Is it time to rethink recycling? - nkurz
http://ensia.com/features/is-it-time-to-rethink-recycling/
======
madaxe_again
Recycling sucks. You have to dismantle products and packaging, cut cardboard
into little squares no more than 20cm X 20cm, sort glass bottles by colour,
remove the labels, or else it won't be (expensively) collected. You can also
go drop it off yourself, but you have to pay for the pleasure, and own or rent
a vehicle.

Even after all of that, a majority of what is supposed to be recycled ends up
being "recycled" into electricity, by an incinerator. That's the case in this
neck of the woods, at any rate.

Recycling treats a symptom, not a disease.
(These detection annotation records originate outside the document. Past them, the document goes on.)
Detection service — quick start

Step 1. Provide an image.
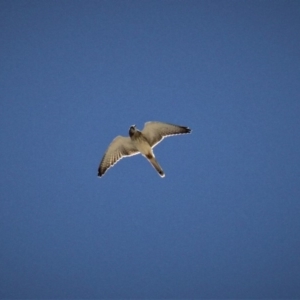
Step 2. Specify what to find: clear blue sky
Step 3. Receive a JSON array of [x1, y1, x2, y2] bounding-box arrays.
[[0, 0, 300, 299]]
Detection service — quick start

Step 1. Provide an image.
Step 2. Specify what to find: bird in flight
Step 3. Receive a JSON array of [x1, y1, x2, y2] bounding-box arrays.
[[98, 122, 191, 177]]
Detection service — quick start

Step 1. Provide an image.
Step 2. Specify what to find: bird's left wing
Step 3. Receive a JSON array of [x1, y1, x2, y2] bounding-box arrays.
[[142, 122, 191, 147], [98, 135, 139, 177]]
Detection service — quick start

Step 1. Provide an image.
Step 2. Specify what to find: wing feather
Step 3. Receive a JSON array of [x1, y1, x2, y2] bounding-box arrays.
[[98, 135, 139, 177], [142, 122, 191, 147]]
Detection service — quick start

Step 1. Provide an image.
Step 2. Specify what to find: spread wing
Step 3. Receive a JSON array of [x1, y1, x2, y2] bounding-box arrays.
[[142, 122, 191, 147], [98, 135, 139, 177]]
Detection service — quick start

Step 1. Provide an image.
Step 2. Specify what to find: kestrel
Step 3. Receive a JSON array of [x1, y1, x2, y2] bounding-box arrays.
[[98, 122, 191, 177]]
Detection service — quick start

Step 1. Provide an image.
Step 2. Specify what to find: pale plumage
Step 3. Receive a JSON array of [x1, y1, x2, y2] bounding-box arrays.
[[98, 122, 191, 177]]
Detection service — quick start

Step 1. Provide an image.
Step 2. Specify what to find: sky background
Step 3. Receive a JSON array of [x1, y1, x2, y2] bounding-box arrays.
[[0, 0, 300, 299]]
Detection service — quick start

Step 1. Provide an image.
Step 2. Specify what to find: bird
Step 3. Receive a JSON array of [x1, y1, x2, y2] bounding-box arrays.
[[98, 121, 192, 177]]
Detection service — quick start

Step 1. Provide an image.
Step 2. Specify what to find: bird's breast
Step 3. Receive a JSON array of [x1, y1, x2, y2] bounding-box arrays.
[[132, 135, 152, 156]]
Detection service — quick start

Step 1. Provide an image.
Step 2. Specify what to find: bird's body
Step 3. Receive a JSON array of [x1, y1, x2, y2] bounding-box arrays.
[[98, 122, 191, 177]]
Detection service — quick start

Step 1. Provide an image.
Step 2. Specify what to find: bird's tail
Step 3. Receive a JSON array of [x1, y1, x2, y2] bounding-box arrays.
[[148, 157, 165, 177]]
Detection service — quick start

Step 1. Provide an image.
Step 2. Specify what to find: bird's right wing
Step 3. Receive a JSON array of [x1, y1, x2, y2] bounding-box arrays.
[[142, 122, 191, 147], [98, 135, 139, 177]]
We allow the production of wasteful
packaging, we accept planned obsolescence, and we dispose of things that could
be yet used for a long time to come.

A better solution would be to impose the cost of disposal on manufacturers -
this already happens to a degree with WEEE, but try actually getting a
manufacturer to collect - it's made deliberately difficult as they'd rather
you just fly-tip and save them the expense - even though you paid for that
service as part of your purchase.

Another better solution would be to pass goods on whole for re-use rather than
recycling wherever possible, which has gained some traction through things
like freecycle and eBay, but is still a minority case. This behaviour could be
encouraged by governments, but is instead actively discouraged, as it hurts
sales of new goods, and therefore tax revenues.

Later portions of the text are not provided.